The Irish Republic has published a new National Planning Framework (NPF) covering the period up to 2040 and an associated 10-year National Development Plan which have allocated an extra €5 billion in funding for Irish Water and to meet what it calls Ireland’s “strategic water ambitions”. This additional funding tops up what had already been agreed for the utility up to 2021.
These blueprints back big-ticket schemes like proposals for a new-long-term water supply source for the Eastern and Midland Region which will involve piping water from the River Shannon to the capital.
Also highlighted is implementation of the so-called Greater Dublin Drainage project which will mean enlarging capacity at the existing Ringsend wastewater treatment plant and developing a new treatment plant in North County Dublin.
Another priority for these strategies is increased compliance with the requirements of the EU Urban Wastewater Directive from 39 per cent at present to 90 per cent by the end of 2021, to 99 per cent by 2027 and achieving 100 per cent compliance by 2040.
The state plans to “eliminate untreated discharges from settlements in the short term”. However, no timeline is given.

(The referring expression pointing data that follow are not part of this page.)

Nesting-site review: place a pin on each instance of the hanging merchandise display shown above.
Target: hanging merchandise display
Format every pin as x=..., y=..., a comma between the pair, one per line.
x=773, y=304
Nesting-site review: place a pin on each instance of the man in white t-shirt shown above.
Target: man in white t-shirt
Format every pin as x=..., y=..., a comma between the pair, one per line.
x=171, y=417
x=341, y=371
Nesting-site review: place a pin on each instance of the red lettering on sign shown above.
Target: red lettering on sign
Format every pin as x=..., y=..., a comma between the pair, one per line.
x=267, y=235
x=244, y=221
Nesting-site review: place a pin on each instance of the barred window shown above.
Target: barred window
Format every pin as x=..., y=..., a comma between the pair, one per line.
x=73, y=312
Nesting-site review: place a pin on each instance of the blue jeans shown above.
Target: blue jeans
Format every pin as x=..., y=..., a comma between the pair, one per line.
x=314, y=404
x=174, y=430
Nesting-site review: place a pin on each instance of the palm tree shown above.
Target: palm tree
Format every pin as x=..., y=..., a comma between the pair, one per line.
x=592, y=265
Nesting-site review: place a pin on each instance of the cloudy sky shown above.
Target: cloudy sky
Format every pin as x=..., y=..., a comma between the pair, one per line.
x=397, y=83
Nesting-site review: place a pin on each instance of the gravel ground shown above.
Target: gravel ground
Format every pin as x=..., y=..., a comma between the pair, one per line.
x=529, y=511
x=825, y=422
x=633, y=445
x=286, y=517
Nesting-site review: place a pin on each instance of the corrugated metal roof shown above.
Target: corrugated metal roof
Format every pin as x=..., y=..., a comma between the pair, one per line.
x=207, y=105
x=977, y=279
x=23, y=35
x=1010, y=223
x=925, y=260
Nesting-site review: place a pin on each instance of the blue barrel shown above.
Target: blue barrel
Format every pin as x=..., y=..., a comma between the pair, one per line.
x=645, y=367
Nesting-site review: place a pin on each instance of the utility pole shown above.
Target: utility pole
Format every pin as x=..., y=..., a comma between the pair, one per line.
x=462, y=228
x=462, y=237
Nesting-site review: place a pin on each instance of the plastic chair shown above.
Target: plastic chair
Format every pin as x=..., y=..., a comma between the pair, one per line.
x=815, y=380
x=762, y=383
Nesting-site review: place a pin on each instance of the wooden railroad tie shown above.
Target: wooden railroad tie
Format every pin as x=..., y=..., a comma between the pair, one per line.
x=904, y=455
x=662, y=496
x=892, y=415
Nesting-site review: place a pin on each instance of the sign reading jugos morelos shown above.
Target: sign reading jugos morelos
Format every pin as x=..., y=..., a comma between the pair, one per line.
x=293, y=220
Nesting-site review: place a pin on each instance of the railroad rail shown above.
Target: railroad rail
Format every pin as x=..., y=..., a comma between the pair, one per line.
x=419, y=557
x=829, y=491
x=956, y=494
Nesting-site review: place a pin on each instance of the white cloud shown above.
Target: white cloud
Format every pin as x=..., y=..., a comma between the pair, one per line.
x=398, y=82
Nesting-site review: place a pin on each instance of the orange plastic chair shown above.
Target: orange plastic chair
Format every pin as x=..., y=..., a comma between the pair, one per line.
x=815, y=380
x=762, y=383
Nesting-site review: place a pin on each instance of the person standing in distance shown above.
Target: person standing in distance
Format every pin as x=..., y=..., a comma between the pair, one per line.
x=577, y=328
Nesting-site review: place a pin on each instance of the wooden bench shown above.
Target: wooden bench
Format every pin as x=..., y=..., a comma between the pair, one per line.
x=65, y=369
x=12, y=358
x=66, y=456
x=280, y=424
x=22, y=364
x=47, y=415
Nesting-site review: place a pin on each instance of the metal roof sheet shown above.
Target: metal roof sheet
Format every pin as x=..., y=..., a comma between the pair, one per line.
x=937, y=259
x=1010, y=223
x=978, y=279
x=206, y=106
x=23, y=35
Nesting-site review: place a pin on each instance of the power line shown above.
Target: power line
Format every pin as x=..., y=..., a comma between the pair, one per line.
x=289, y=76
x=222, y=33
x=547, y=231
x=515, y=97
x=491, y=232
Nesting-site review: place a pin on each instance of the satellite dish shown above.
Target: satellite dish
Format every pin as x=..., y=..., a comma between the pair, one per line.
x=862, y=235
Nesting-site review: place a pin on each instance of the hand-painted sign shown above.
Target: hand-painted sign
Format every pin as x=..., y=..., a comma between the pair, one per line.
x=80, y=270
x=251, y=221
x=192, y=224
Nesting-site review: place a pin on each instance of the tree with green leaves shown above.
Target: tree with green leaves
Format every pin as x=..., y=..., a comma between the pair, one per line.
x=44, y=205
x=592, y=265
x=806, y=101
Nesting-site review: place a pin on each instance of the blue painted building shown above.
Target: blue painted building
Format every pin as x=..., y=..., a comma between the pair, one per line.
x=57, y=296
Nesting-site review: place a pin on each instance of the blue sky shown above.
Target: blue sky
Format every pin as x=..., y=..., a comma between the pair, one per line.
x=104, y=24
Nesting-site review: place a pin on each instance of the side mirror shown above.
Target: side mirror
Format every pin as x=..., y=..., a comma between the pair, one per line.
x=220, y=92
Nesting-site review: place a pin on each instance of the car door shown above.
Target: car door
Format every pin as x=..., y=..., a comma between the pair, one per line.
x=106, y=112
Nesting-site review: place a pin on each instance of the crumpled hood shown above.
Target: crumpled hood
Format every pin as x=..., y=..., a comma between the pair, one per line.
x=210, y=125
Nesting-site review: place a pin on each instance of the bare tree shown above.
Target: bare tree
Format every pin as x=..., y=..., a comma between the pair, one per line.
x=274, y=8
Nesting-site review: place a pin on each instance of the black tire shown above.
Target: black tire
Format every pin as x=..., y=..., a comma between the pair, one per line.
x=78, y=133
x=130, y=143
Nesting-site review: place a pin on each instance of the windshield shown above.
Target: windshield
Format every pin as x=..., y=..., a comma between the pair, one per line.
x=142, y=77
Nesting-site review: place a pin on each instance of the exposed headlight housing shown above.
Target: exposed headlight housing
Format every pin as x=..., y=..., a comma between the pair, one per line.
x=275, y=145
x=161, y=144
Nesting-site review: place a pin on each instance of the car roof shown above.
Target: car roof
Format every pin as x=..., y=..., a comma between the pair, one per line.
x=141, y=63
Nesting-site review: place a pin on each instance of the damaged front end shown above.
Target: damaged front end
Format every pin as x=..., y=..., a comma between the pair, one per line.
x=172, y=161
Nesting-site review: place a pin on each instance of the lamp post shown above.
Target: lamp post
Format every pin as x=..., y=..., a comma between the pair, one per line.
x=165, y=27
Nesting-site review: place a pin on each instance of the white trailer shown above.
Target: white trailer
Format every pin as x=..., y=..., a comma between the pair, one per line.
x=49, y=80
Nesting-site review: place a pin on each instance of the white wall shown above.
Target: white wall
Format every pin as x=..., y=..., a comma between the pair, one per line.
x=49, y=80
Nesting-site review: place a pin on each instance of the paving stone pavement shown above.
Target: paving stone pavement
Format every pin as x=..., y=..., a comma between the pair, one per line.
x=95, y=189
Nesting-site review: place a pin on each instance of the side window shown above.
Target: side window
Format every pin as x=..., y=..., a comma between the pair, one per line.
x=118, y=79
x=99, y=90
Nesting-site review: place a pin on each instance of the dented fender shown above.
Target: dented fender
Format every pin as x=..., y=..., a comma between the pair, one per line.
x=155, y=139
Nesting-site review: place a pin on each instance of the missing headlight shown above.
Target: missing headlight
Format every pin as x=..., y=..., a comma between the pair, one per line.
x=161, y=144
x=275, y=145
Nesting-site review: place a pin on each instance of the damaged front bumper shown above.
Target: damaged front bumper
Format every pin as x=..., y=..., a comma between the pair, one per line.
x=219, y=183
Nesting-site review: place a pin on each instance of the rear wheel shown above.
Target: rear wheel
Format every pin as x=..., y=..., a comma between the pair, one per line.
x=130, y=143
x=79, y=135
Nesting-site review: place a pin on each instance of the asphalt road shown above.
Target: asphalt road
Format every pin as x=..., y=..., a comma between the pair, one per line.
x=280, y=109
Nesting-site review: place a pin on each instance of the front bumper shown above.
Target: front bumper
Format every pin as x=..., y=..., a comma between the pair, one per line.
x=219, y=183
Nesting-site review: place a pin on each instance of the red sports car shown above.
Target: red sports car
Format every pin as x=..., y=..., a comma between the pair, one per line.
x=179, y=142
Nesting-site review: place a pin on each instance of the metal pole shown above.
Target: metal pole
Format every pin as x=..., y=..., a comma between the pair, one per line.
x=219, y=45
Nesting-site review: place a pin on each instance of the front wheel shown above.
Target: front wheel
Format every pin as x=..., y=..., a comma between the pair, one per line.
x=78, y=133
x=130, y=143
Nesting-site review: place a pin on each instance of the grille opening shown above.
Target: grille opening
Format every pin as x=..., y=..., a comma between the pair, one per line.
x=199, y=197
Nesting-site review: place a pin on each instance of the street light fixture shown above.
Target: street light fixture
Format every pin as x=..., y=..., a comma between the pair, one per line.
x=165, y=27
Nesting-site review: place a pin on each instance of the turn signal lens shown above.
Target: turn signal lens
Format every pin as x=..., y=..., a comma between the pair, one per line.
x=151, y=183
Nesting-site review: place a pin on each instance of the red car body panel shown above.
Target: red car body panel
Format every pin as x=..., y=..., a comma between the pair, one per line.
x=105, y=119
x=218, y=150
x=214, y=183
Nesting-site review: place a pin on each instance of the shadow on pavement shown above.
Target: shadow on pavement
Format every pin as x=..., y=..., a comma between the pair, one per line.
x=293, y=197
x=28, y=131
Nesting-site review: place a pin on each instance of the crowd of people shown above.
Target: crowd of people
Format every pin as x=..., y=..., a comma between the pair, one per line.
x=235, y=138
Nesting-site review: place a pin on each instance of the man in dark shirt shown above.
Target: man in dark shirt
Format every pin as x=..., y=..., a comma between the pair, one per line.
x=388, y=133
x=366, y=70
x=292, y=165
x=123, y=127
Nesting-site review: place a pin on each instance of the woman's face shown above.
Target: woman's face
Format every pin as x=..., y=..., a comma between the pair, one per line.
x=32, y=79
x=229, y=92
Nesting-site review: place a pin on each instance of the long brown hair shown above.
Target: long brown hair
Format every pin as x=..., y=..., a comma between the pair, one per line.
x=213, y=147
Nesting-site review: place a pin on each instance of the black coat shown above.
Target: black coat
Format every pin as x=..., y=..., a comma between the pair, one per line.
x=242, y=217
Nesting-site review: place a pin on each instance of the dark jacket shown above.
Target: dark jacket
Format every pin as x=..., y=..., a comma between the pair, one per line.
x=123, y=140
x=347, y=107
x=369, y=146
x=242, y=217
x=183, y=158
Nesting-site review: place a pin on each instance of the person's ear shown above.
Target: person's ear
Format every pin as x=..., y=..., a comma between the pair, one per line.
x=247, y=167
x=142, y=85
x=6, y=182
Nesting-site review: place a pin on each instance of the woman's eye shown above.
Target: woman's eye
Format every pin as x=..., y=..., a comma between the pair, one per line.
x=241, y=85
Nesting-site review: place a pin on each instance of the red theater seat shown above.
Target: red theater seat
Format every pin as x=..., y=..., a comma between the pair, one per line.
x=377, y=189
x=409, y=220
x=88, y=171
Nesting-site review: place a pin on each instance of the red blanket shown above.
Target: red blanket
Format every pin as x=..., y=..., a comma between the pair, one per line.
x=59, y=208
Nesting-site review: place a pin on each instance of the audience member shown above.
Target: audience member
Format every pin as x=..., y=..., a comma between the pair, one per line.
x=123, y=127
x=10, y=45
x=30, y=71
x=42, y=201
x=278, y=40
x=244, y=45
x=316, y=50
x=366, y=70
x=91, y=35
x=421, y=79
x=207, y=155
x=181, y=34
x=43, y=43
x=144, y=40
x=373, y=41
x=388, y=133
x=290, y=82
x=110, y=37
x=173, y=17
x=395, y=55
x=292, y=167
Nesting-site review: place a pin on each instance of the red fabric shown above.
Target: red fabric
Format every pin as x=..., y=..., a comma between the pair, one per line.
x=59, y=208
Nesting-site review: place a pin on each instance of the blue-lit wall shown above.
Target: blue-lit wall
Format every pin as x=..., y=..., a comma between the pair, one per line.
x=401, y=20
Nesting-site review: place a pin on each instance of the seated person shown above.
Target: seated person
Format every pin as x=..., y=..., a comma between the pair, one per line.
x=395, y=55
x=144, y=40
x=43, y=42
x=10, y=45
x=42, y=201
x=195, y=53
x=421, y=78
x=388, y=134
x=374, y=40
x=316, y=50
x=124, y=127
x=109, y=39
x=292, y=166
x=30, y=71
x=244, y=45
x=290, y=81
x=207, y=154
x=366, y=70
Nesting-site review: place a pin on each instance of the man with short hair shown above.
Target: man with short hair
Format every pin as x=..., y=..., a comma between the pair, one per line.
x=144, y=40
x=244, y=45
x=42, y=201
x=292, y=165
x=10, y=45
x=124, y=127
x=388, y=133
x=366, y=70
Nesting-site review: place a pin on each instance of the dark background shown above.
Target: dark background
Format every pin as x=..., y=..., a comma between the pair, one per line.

In addition, the Irish government has promised to develop a new rural investment approach “coordinating Irish Water, local authority, developer and community-led solutions to ensure that sustainable water services are progressively implemented”.
The NPF noted that “many smaller towns and villages do not benefit from public water service networks either in terms of water supply or wastewater treatment”.
The state said that reducing leakage and improving storm water infrastructure are strategically important but offered no targets or timelines.